One of the big adventures we’ve been following this summer is the Arctic Row 2012, during which Paul Ridley, Collin West, Neal Mueller and Scott Mortensen were attempting to travel from Inuvik, Canada to Provideniya, Russia by rowboat. This was to be the first crossing, of sorts, of the Arctic Ocean by a rowing team, but bad weather conditions have conspired agains the crew, forcing them to call off the expedition altogether.

The journey was originally expected to cover some 2100km (1300 miles) and take approximately 30 days to complete. When they set out back in mid-July conditions were actually better than expected and  progress was good. But as the days rolled on things took a turn for the worse and unusually powerful storms began to develop in the Arctic. Those storms proved to be impossible to row in, which slowed progress to a crawl.

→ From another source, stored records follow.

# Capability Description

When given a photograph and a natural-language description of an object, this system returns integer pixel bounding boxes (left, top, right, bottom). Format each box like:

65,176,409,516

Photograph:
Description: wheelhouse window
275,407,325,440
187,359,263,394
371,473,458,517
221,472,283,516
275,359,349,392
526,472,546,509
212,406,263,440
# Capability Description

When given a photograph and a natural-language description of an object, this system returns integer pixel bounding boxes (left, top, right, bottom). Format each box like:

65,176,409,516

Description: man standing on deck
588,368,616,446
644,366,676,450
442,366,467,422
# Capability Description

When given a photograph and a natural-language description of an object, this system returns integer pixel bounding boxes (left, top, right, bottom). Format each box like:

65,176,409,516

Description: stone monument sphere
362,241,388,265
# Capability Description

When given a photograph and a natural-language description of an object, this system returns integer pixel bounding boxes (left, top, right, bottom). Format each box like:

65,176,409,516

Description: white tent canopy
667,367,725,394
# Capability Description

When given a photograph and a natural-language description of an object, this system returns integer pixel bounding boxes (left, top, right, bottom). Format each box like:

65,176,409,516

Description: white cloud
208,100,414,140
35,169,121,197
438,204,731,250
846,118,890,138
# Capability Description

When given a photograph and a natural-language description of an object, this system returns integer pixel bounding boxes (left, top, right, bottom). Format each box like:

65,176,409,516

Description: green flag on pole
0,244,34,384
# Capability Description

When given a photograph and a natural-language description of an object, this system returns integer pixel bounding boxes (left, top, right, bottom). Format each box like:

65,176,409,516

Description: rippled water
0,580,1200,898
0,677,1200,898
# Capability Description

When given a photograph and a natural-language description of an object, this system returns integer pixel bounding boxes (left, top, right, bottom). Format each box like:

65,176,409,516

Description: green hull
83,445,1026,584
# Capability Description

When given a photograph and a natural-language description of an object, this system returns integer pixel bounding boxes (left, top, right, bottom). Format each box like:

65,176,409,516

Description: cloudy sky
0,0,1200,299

On more than one occasion, the team had to take shelter in a lagoon, sometimes for days, in order to wait out the heavy seas and high winds that were blowing through their area.

The delays proved costly and a journey that was expected to take about a month began to drag on much further. Today was their 41st day at sea and with their supplies dwindling and more storms on the horizon, they decided to go ashore at Point Hope, Alaska.

In a lengthy blog post last night the team talked about the trials and tribulations of their voyage. It hasn’t been an easy one to say the least and for four men who have been stuck inside the tiny cabin of a small ocean rowboat, I’m sure it felt good to come ashore yesterday.

I’m sure we’ll hear more about their story in the days ahead, as for now they are likely eating and catching up on their rest. It was a valiant attempt on their part, but the Arctic Ocean proved a bit too strong for these men. At least for now.